The impact of culture through corporate patronage
Long before the debate on the “crisis in contemporary art” began, the philosopher Cornelius Castoriadis, one of the 20th century’s most innovative thinkers, considered the meaning and future of the artistic creation. What emerged from this reflection was a very lucid and rational analysis and a decidedly alarming diagnosis: contemplating the collapse of creativity at the same time implied that there had been a better time beforehand and the fear that worse was to come.
In his Window on the chaos. Essays on art and society, the author ruminates long and hard on the relations between artistic creation, democratic society and the enigma of the art work, and also contemplates the paradoxical relationship between the creator and society.
The art work, indeed, should be understood within the framework of the relationship that the subject has with the object, and so in the relationship that the artist has with the work and with the public: “For human beings, Chaos is generally obscured by the social establishment and everyday existence. So, an initial way of tackling the question of great art would consist of saying that, while it gives form to Chaos, it also reveals it and, at the same time, thanks to that form, creates a Cosmos” writes Castoriadis.

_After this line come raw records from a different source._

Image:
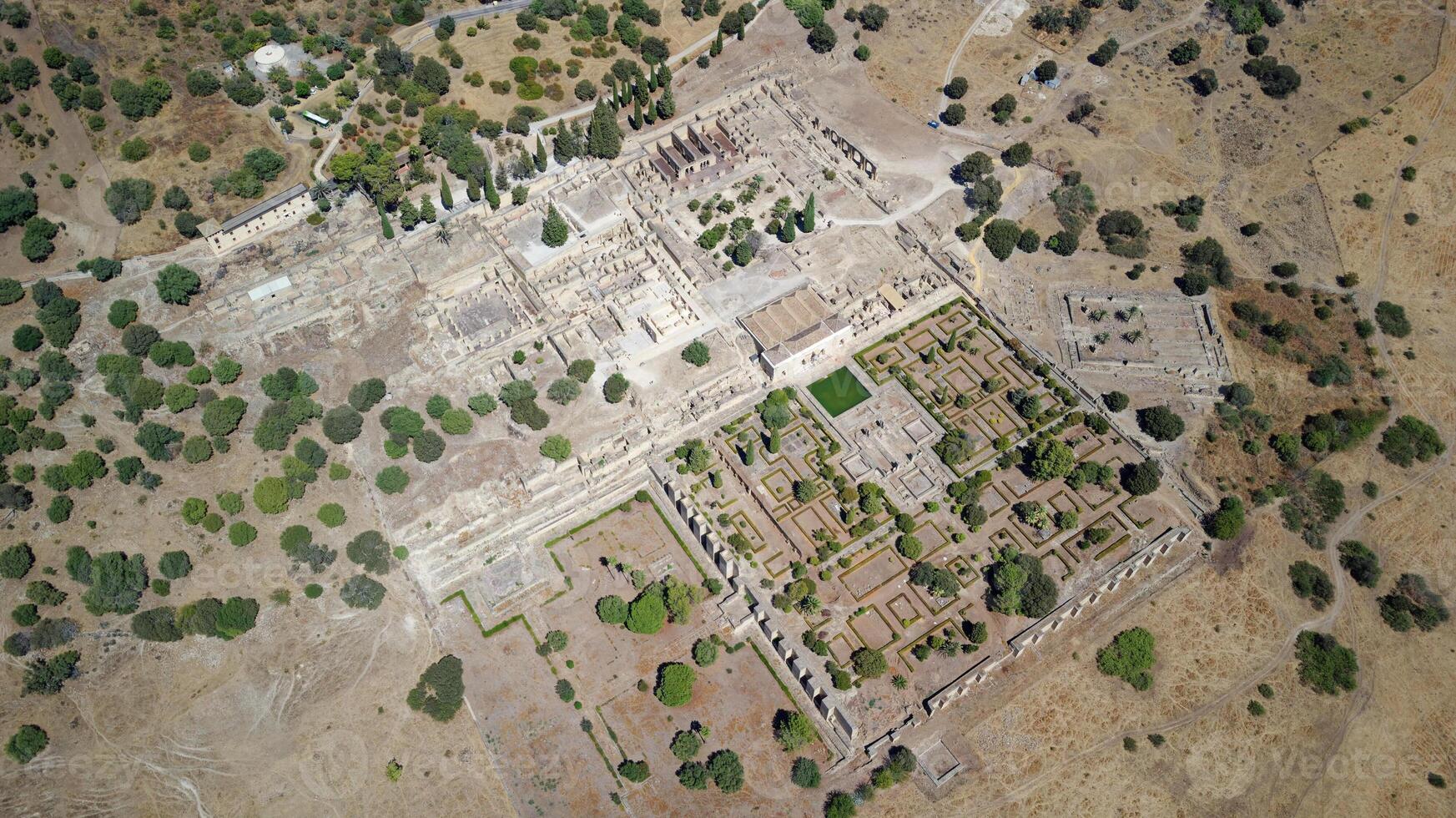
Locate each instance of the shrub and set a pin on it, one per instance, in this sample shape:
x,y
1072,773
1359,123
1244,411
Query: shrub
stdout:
x,y
1159,422
612,608
1311,583
177,284
27,743
674,684
17,561
725,770
869,663
392,481
1129,657
692,776
361,593
705,653
1362,562
240,533
128,199
330,514
793,730
440,690
647,614
1391,318
1408,440
805,773
615,387
635,772
1325,665
696,354
271,495
370,552
1227,522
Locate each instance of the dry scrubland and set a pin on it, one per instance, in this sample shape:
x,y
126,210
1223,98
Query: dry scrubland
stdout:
x,y
308,709
124,47
1057,744
490,53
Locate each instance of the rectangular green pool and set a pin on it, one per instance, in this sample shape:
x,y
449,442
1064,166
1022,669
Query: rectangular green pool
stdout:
x,y
839,391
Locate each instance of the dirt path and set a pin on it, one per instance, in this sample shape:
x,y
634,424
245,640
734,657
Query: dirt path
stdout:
x,y
965,39
1184,21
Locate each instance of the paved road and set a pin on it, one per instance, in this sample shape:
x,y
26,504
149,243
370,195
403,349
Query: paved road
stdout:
x,y
950,68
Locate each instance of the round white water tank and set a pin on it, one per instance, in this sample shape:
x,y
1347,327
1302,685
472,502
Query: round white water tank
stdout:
x,y
268,56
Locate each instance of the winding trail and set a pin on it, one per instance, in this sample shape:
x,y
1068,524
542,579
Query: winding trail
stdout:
x,y
965,39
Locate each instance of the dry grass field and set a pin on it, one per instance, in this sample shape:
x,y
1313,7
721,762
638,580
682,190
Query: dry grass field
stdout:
x,y
303,714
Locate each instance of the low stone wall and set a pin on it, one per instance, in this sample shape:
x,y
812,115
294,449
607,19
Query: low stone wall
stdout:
x,y
1055,619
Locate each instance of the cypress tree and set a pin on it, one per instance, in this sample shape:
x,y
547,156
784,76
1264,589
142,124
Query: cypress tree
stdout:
x,y
408,215
603,134
491,197
555,229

The potency of art lies therefore in opening up new perspectives, its contribution is that of investigating the Cosmos, that is, the Contemporary, by deploying revolutionary and original instruments. Art inspires new visions and tirelessly puts proven rules and shared standards to the test, contradicting itself, opposing itself and generating new paradigms.

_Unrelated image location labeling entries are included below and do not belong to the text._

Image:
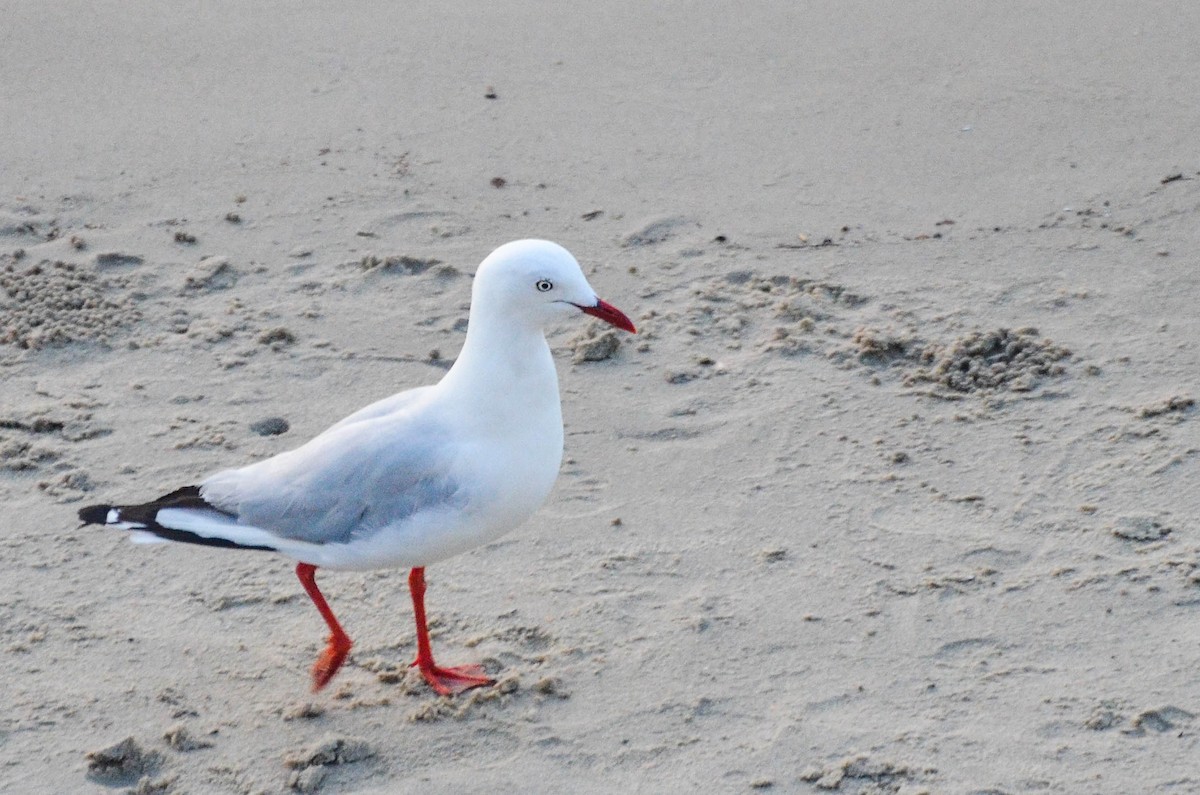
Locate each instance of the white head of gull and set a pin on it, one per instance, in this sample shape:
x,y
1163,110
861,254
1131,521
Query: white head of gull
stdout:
x,y
414,478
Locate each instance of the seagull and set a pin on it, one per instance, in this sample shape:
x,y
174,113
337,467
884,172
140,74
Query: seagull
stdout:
x,y
414,478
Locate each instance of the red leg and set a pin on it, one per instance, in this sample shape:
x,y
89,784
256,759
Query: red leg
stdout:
x,y
339,644
447,681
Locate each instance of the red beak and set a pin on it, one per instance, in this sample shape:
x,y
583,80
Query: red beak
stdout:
x,y
610,314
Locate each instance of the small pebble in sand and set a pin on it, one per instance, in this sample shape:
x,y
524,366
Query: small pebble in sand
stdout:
x,y
594,347
270,426
120,763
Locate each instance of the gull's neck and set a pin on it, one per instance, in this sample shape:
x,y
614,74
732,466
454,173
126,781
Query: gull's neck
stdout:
x,y
504,372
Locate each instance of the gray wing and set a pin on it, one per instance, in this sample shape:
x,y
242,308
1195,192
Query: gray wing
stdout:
x,y
345,484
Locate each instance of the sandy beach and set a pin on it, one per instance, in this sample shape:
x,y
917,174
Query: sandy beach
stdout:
x,y
894,491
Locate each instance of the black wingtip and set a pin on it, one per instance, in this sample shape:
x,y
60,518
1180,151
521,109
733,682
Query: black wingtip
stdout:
x,y
95,514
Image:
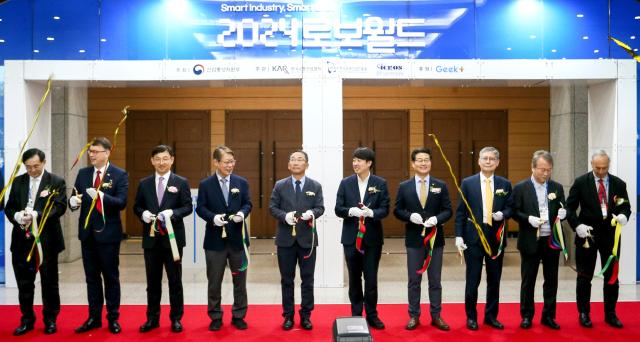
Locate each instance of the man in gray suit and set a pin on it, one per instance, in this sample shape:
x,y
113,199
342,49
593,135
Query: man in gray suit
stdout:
x,y
296,202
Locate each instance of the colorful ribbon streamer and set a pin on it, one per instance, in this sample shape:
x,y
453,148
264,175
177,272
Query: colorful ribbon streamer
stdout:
x,y
26,141
483,239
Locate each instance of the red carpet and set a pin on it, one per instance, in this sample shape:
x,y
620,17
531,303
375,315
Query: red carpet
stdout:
x,y
264,325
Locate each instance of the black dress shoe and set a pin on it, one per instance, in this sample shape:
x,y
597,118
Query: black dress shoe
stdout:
x,y
114,327
288,323
413,323
613,320
23,329
305,323
176,326
585,320
50,328
215,325
472,324
89,324
375,323
439,323
149,325
239,323
550,322
492,322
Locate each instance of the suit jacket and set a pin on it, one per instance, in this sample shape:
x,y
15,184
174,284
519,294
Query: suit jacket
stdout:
x,y
114,187
408,202
471,189
378,201
283,200
51,235
584,195
525,204
211,203
179,202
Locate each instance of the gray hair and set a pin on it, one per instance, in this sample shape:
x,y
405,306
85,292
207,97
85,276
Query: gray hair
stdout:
x,y
541,154
599,153
490,149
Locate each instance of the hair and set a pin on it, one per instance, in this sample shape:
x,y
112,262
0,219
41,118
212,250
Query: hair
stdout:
x,y
28,154
599,153
490,149
220,150
102,141
306,156
415,152
365,154
541,154
162,148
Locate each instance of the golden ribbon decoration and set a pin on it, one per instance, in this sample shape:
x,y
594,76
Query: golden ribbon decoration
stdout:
x,y
125,113
483,239
24,144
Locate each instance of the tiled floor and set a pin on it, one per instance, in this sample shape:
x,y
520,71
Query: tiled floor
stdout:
x,y
264,280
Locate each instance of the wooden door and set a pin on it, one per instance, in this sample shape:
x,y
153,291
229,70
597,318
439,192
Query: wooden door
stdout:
x,y
462,134
262,142
386,132
187,132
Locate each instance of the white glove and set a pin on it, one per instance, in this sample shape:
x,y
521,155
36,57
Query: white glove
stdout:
x,y
355,212
562,213
366,212
307,215
460,243
497,216
290,218
583,230
622,219
536,222
415,218
147,216
165,215
75,201
431,221
219,220
238,217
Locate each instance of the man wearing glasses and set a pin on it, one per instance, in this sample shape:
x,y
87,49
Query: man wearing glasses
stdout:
x,y
100,191
423,204
224,203
296,202
490,199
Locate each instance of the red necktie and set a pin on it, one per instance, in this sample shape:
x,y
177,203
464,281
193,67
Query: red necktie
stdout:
x,y
602,193
96,185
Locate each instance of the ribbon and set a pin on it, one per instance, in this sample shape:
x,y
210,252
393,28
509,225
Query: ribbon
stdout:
x,y
113,148
24,144
483,239
613,258
428,242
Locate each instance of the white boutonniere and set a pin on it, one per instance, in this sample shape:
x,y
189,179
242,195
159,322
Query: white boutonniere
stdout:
x,y
501,192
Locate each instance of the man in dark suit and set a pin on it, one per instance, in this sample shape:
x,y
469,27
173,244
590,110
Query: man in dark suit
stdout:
x,y
224,203
538,201
363,198
423,203
101,233
296,201
600,196
27,200
490,199
160,197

Art and culture serve the city, the people, society and business. If culture has this strong value and this responsibility, then it is the “place” where investment should be made. Often, investing in art, by its very nature a symbol of experimentation, is also a form of research and innovation and, in its most sophisticated forms, of patronage: it influences the creation of the cultural fabric and the construction of new languages and markets.

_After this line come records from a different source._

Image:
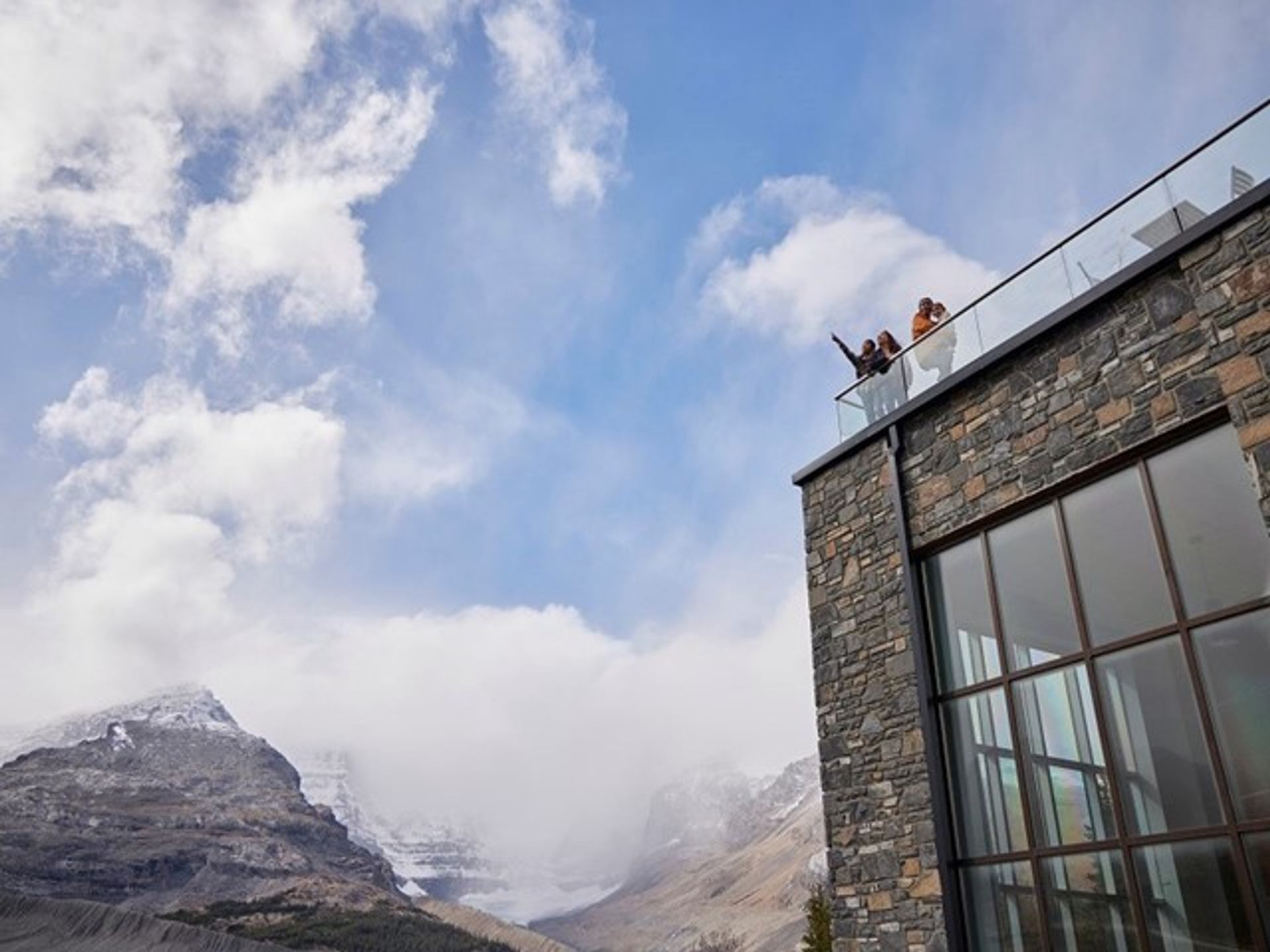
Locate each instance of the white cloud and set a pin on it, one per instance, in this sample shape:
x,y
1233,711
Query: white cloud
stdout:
x,y
288,227
798,258
102,104
263,475
556,88
444,437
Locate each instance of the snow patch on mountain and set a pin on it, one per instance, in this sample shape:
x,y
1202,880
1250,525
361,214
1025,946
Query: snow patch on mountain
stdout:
x,y
185,707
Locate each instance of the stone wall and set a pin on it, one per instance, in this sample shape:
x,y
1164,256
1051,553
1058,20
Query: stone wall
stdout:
x,y
883,866
1189,337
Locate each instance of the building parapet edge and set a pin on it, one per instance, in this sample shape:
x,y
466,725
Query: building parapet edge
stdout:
x,y
1218,220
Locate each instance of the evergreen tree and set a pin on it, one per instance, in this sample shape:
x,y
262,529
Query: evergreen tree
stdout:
x,y
820,923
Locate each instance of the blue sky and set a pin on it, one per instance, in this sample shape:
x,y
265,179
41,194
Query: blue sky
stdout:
x,y
488,333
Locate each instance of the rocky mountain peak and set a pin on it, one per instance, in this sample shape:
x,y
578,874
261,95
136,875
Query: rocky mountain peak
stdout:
x,y
167,803
183,707
720,807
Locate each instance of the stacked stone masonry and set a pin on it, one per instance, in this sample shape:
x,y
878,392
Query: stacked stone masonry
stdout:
x,y
1187,338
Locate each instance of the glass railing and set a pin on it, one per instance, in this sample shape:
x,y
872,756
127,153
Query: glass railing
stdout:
x,y
1181,197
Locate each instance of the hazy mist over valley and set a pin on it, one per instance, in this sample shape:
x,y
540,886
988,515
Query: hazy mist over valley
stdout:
x,y
400,400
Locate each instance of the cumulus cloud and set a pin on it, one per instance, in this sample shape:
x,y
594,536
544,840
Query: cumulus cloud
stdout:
x,y
211,143
556,731
102,104
556,89
799,257
446,436
261,475
288,229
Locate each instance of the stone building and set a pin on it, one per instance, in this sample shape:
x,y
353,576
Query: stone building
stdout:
x,y
1040,597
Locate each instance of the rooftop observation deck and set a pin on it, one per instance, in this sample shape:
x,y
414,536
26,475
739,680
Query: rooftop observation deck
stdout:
x,y
1187,200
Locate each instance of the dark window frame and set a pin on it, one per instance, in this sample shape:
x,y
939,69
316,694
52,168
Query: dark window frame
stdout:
x,y
1124,843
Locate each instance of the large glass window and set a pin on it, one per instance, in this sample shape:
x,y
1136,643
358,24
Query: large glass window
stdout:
x,y
1118,567
1191,896
1089,904
1235,655
1104,681
1070,796
956,592
1257,847
1037,614
1166,775
984,775
1213,522
1001,908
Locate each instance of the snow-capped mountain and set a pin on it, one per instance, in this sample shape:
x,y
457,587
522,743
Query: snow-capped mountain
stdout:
x,y
446,859
187,706
429,857
723,852
167,803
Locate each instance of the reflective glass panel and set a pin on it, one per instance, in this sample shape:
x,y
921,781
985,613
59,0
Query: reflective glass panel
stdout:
x,y
1071,799
1213,522
956,592
984,777
1032,295
1191,898
1089,905
1235,656
1037,617
1166,776
1118,568
1119,239
1001,908
1257,848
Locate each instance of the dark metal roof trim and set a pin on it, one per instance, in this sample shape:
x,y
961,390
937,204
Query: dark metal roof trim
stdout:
x,y
1216,221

Fortunately, this idea is increasing gaining ground and general agreement, both among individuals and businesses. According to the Rsm-Makno survey “Investing in culture” conducted by Impresa Cultura Italia — Confcommercio, the interest of businesses in culture is growing exponentially as a lever of marketing and corporate reputation.
More than 70% of entrepreneurs view support for cultural projects and events in a positive light: 51% consider it strategic in the long term and so incorporate it in their marketing strategies, 23% are working to achieve the same objective. Moreover, 36% of businesses have started to invest in culture again in the last three years after the marked slowdown that characterised the first half of the decade as a result of the crisis, while only 9% have stopped doing so.
Most investors make an economic contribution, others offer services or expertise, but the most common form remains sponsorship and the joint staging of events. The benefits derived from investment in culture for a business are wide-ranging: from a boost for the image to the marketing strategy, it is estimated that, for 33% of businesses, investment in culture is, above all, linked to the corporate reputation and the establishment of the brand, and contributes to the improvement of dealings with the client at the commercial level.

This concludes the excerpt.